How to Keep Moving Through a Long Harvest

Different tactics might help you gain time and finish soon.

Published on: Oct 8, 2010
Necessity is the mother of invention. Necessity right now is finishing harvest. Some may already be done, some are still in the later stages. What strategies will help you get done sooner? Here are a few ideas.

Many elevators are full or nearly full of grain. Some can't get train cars fast enough to move grain out to clear space for new grain. Some have even already made their customary outside corn piles. As a result, some are dumping only a limited number of trucks and hour, even though they typically could move many more through the facility at once. Others are calling producers and notifying them that on certain days, or for certain hours, they're closing down because they can't take any more grain.

One farm family found that two semis weren't cutting it. Instead of buying a third, they contract with a local family trucking business to provide the third semi. Especially this fall, it's been a lifesaver when drivers get stuck in long lines. With only their own two semis in action, the combine would be sitting much more often than it has been with that third semi in the mix.

Ownership costs just don't justify a third semi, the farmers say. Some seasons two can handle it, at least on soybeans. This year even on beans they need the third one because the facility where they sell soybeans is one of the elevators struggling to find space to store incoming grain. They're seeing an even bigger payoff in terms of keeping the combine moving from having the extra hauling capacity they contract out for this year.
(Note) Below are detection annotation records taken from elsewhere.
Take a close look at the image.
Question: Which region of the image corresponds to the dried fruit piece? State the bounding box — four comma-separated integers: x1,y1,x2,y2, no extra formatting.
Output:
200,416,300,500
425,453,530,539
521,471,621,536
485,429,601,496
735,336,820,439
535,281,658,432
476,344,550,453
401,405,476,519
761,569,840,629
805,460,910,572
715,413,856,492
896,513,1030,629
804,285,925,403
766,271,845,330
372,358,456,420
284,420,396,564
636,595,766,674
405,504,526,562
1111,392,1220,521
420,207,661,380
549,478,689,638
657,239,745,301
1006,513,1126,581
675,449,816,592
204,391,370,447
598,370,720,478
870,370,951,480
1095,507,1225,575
A second strategy would be to join with a neighbor who's already done to help you finish up. Perhaps you need his combine power, maybe just his trucks or labor. Several arrangements are being worked out in the country, from paying your neighbor to trading tillage work later or some other type of work that he needs done that's easier for you to do than him. The bottom line is to keep your machine moving now.

Here's a third strategy. Some people own two combines. Some bought the second one last year during the late harvest. If you only have a bean head and you're not in one of the areas blessed by big corn yields, perhaps you could rent or borrow a second corn head so you can run tow machines. If not, at least keep the second machine fueled and maintained, ready to turn the key and go, in case the first one breaks down. That way you shouldn't lose any running time. The strategy may work better in corn if you're storing your own, and can keep it away from two combines, rather than if you're sending trucks to the elevator and they wind up waiting in long lines.